Chapter 2, which focuses on various United States Supreme Court cases involving Utah Territory Mormons charged with polygamy, is Montalbano’s most intriguing case study. She examines the ways in which the federal government sought to prove certain Latter-day Saint (LDS) men were in polygamous relationships despite the fact that LDS marriages did not produce public documentation. Montalbano’s discussion of these surveillance tactics is useful in expanding historical examinations of surveillance into the era before the birth of the FBI and the rise of the surveillance society. The key historical moment in this chapter is the 1878 Supreme Court Decision Reynolds v. United States, which established the legal distinction between religious belief and religious action. Montalbano’s subsequent case studies examine how government agencies understood and navigated this distinction.
Chapter 3 will be more familiar to readers of surveillance studies literature as it focuses on the FBI surveillance of the AFSC. In this chapter Montalbano draws both on FBI files maintained on the AFSC, as well as contemporary op-eds and magazine articles to show that the FBI surveilled the AFSC while simultaneously working to secure religion as a force for good as part of its Cold War campaign against godless Communism. As such, Montalbano examines the ways in which the FBI sought to determine whether AFSC members were principally inspired by Quaker or Communist beliefs.

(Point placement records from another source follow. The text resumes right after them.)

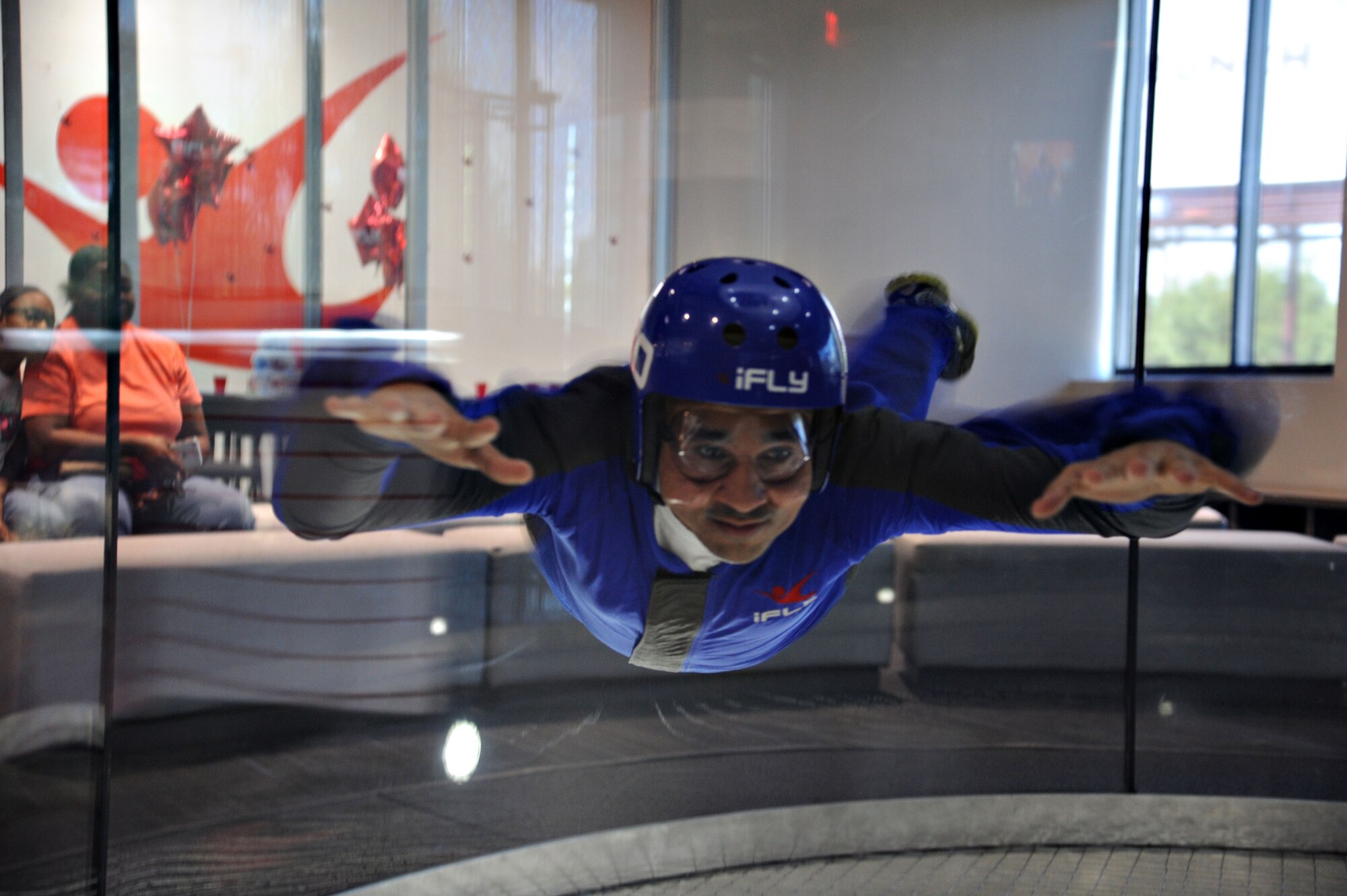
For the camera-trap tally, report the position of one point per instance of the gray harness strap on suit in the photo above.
(673, 619)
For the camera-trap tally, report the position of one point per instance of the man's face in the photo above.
(87, 298)
(736, 477)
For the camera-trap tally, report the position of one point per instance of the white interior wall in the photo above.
(539, 241)
(892, 151)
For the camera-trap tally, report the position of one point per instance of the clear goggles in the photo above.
(709, 446)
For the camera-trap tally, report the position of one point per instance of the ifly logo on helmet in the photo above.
(746, 378)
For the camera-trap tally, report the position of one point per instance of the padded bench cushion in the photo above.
(1239, 603)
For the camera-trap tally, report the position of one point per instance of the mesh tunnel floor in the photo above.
(1027, 872)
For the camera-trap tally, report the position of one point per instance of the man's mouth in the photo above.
(740, 528)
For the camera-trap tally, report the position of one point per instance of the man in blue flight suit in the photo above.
(700, 509)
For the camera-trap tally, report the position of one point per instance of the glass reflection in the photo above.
(463, 751)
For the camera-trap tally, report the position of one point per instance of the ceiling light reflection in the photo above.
(463, 751)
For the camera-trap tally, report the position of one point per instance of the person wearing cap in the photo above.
(65, 417)
(700, 509)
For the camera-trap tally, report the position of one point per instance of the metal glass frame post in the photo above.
(418, 163)
(665, 127)
(1251, 184)
(13, 141)
(1129, 751)
(121, 32)
(313, 164)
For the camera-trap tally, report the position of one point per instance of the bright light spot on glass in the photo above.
(463, 751)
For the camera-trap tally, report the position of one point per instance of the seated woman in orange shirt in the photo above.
(65, 417)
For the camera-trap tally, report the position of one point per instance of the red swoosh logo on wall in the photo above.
(238, 279)
(794, 596)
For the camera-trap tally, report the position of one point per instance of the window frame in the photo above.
(1131, 241)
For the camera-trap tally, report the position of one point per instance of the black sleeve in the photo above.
(938, 478)
(333, 479)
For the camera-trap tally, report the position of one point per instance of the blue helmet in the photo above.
(739, 331)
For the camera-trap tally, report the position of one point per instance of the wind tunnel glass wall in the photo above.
(300, 712)
(51, 591)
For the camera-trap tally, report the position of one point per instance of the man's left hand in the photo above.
(1142, 471)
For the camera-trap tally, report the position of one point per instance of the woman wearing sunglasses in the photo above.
(26, 323)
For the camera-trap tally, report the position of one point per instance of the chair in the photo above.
(243, 434)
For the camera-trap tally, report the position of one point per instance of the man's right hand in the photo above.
(420, 416)
(157, 454)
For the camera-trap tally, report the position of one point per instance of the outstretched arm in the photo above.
(929, 478)
(382, 446)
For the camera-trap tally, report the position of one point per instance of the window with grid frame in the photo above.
(1247, 211)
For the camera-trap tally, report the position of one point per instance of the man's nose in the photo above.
(743, 490)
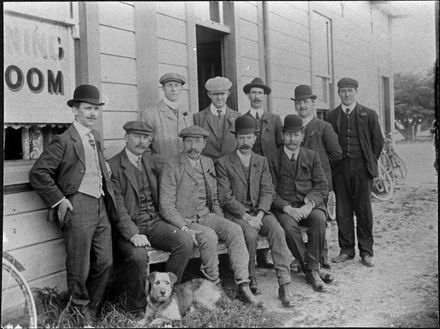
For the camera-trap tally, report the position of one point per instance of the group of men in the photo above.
(184, 181)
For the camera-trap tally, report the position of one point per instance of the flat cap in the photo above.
(172, 77)
(193, 131)
(218, 84)
(137, 126)
(348, 82)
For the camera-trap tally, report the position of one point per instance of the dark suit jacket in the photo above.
(179, 188)
(216, 146)
(271, 132)
(370, 134)
(232, 184)
(310, 179)
(128, 222)
(320, 137)
(59, 170)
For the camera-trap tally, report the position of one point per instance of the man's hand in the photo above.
(193, 234)
(295, 213)
(254, 221)
(140, 240)
(62, 209)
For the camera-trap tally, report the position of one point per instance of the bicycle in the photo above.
(17, 302)
(383, 184)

In the final case study Montalbano examines the 2013 court case Raza v. City of New York in which several Muslim individuals and organizations argued the extensive NYPD surveillance of Muslims and Muslim communities restricted their free exercise of religion. In this chapter Montalbano focuses on the mechanics of surveillance of religious communities and concludes by suggesting that in post-9/11 America, surveillance is about prediction and religion—in this case Islam—becomes a way to anticipate behaviors which threaten the state.

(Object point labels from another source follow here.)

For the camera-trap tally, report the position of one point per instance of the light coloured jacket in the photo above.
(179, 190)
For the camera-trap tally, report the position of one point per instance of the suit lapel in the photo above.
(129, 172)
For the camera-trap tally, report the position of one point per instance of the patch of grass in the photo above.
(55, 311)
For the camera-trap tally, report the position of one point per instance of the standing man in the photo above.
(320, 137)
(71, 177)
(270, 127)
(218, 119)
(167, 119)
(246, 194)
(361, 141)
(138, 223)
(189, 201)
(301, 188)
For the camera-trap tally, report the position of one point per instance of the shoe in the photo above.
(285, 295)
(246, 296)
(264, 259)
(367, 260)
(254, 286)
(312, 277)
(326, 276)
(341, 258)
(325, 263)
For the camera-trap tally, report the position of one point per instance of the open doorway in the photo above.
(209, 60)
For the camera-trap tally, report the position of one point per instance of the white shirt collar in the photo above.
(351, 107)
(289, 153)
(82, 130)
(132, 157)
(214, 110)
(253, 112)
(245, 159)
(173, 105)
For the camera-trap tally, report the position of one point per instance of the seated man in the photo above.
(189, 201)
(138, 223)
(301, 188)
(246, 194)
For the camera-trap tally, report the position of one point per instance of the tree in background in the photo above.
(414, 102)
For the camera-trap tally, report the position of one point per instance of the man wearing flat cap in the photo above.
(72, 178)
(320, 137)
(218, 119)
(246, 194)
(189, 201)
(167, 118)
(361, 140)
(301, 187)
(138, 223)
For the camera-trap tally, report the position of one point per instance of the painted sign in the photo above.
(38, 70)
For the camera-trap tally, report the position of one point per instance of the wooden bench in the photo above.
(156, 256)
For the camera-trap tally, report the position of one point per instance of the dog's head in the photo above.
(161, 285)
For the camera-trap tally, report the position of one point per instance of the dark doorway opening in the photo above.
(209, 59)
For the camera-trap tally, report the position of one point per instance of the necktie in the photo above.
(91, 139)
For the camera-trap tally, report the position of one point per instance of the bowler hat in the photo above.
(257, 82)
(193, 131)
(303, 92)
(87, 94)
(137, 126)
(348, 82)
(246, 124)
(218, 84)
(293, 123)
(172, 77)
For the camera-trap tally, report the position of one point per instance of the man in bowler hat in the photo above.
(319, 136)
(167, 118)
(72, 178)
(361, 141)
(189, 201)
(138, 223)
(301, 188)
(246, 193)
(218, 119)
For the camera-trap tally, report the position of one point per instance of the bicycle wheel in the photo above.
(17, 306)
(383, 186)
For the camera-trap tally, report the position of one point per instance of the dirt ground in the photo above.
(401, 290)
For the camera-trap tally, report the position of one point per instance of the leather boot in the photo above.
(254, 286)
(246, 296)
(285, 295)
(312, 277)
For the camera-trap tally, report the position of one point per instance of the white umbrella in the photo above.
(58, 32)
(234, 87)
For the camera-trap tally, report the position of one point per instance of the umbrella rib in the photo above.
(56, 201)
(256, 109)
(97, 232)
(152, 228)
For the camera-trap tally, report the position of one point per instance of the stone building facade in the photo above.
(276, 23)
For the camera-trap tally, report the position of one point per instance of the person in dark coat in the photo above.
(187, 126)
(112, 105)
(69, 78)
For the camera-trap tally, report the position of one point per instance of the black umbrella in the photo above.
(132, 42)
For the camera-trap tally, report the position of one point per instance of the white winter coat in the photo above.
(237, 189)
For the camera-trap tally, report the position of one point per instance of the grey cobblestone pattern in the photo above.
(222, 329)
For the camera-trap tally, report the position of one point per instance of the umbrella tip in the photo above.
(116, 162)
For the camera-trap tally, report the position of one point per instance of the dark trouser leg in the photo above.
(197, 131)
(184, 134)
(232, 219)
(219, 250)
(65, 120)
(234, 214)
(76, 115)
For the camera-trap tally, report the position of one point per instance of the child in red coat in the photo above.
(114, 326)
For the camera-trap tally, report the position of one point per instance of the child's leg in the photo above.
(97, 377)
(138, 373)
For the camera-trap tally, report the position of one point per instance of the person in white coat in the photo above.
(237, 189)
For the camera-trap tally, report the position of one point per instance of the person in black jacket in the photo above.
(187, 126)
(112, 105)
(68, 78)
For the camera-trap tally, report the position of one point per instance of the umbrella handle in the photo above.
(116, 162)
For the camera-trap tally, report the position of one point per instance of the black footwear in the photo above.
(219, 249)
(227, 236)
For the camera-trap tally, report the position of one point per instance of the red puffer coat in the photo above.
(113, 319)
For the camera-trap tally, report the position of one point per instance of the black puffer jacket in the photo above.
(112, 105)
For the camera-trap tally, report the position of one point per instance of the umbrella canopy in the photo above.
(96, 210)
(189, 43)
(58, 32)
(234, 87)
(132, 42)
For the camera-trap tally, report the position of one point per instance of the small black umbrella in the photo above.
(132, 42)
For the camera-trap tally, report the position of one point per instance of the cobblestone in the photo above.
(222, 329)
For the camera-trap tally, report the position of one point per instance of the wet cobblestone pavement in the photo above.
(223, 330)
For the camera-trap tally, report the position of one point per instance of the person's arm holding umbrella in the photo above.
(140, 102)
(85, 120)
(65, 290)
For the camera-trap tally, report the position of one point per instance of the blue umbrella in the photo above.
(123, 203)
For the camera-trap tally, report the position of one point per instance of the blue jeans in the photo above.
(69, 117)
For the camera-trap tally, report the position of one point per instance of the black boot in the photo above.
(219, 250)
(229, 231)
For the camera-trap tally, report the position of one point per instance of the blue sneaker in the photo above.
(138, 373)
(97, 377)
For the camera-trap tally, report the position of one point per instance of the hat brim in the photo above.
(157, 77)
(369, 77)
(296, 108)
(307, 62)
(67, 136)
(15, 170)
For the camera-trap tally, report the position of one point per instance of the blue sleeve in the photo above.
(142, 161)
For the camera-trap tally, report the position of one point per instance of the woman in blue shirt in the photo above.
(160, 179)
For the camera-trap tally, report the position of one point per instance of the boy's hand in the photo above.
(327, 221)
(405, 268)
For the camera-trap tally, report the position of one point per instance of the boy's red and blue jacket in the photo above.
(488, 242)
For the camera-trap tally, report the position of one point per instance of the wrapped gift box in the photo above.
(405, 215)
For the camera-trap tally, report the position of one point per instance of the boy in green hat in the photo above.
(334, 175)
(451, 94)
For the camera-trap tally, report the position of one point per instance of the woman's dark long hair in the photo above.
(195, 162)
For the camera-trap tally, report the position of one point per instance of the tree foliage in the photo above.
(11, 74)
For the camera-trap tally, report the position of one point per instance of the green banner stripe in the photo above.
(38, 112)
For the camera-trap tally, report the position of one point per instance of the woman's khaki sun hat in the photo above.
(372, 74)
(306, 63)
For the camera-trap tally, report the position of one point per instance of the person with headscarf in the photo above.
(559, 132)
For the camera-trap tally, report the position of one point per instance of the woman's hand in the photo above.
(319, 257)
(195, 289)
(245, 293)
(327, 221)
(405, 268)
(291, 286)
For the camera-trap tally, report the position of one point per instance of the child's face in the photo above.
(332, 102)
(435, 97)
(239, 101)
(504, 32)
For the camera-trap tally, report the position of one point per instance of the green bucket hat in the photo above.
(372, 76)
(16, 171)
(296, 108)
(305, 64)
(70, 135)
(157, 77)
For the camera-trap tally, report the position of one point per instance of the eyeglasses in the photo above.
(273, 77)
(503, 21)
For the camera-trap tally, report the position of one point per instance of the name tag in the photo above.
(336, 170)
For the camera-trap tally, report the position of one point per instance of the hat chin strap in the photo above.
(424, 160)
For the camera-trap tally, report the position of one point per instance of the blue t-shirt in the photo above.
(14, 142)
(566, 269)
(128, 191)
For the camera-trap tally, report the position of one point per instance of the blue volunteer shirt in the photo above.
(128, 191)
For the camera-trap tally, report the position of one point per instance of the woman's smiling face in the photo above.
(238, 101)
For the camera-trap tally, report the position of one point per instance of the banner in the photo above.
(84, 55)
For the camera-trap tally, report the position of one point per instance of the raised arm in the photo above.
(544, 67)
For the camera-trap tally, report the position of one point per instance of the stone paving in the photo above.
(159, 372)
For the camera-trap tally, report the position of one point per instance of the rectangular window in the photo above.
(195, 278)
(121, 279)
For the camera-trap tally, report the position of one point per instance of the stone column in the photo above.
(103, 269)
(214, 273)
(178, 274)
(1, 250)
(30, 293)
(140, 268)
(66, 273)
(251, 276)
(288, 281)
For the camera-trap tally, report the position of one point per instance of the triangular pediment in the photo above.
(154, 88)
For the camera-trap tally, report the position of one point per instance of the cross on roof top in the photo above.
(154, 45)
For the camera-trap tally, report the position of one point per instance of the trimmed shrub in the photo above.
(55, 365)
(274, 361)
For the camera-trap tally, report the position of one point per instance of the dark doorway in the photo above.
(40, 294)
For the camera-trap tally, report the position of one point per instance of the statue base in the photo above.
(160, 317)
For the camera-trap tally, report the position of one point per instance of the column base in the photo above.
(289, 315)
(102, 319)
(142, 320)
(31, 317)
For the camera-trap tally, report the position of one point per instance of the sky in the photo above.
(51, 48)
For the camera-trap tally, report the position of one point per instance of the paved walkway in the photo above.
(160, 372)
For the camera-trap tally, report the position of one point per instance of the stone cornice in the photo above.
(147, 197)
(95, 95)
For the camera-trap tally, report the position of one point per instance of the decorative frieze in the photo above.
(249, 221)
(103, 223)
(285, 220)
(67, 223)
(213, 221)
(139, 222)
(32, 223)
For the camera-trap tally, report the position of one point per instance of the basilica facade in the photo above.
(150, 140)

Although the limited number of case studies may disappoint readers interested in further discussion of the racial politics of government surveillance—FBI surveillance of the Nation of Islam and Martin Luther King Jr. are notably missing from the text—Montalbano’s case studies of Mormons, Quakers, and Muslims fit well into her primary argument concerning the historical developments of government surveillance of religious groups. This volume expands the conversation on surveillance of religious communities into the 19th century, while warning against reading the surveillance society as a monolithic panopticon. The book’s strength lies not in Montalbano’s analysis of her case studies, but in the insightful ways in which she demonstrates how government surveillance of religious groups contributed to the historical privileging of white Protestant norms. While Montalbano makes her professional home in communication studies, she deftly engages with religious studies scholarship, and scholars such as David Sehat, Saba Mahmood, and Talal Asad richly inform her work. Her book is principally concerned with questions that will resonate with religion scholars investigating issues of secularity, surveillance, and the American state—and scholars of these topics would do well to consider the insights Montalbano offers.
Michael McLaughlin is a doctoral student in American Religious History in the Department of Religion at Florida State University.